O trabalho de Eastwood como ator parece pesar no processo de criação atual. Nos anos 1960, a imagem de Clint era associada ao arquétipo do pistoleiro sem nome e de mira certeira nos westerns spaghetti italianos de Sergio Leone (“Por um punhado de dólares”, de 1964, “Por uns dólares a mais”, de 1965, e o mais conhecido: “Três homens em conflito”, em 1967), enquanto nos anos 1970 predominou a figura de Dirty Harry, policial brucutu que batia nas mulheres e usava a arma como extensão e prova irrevogável de sua masculinidade. Esses filmes insinuavam um bruto que amava apenas em silêncio.

Nos anos 1990, Eastwood começa um curioso processo de revisão dessa imagem pregressa, especialmente a partir de “Os Imperdoáveis” (1992). Neste filme, é como se ele interpretasse aquele mesmo assassino sem nome 30 anos depois, com o devido peso da reflexão e do remorso. É talvez um trabalho que insinua certa parcela de expiação, além de observar um personagem preso em seu instinto de matador. Eastwood mostra compreensão inequívoca da passagem do tempo e que não há mais sentido em reproduzir mecanicamente a musculação do passado.

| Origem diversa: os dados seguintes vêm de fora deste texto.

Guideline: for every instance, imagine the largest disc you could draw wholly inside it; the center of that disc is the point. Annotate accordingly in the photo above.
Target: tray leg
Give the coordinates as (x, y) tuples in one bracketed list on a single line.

A produção atual desse cineasta parece levar essa noção de revisão do passado ao paroxismo – ao ponto em que a barreira que separa os personagens que Eastwood interpreta e sua própria figura pública parece aos poucos esmaecer. Em “Cowboys do espaço” (2000), o ator/diretor elabora retrato sensível da velhice, consciente da maturidade que acompanha a passagem do tempo. Reflexão que chega em força emocional ainda maior em “Gran Torino” (2008), obra em que Eastwood atua como um norte-americano automaticamente ressabiado com qualquer pessoa de antecedente fora da geografia ianque, num argumento que parece fazer ainda mais sentido num momento pós 11 de setembro.

É filme em que o homem durão do passado confessa a falência natural do corpo. Eastwood é Walt Kowalski, militar veterano da Guerra da Coréia que precisa conviver com vizinhos hmong, grupo étnico da Ásia, detalhe obliterado pelo olhar conservador de Walter. Ao longo do filme, Eastwood aponta para pessoas que em filmes anteriores certamente não chegariam ao fim da narrativa um espécie de revólver fantasma com seu dedo indicador já decrépito. Esse dedo como objeto pontudo sem poder de fogo mostra a impotência desse ex-truculento, agora velho para essas atividades extra curriculares. A tragédia do tempo perdido encontra proporção épica no cinema contemporâneo de Eastwood.

Já “As pontes de Madison” (1995) implica uma transformação radical: Eastwood chora. Slogan que lembra o “Garbo ri”, quando aquela pedra de gelo sueca chamada Greta Garbo se rendia às piadas de Billy Wilder em “Ninotchka” (1939). Neste melodrama de rara maturidade emocional, Eastwood interpreta um fotógrafo que, durante quatro dias, se relaciona com uma mulher casada e mãe de dois filhos adolescentes. Mas a coragem necessária para girar a maçaneta e ir embora não faz parte desta narrativa sem vilões. É talvez um argumento que parece sugerir que o tempo não cura nada, apenas desloca a dor sentimental do centro das atenções.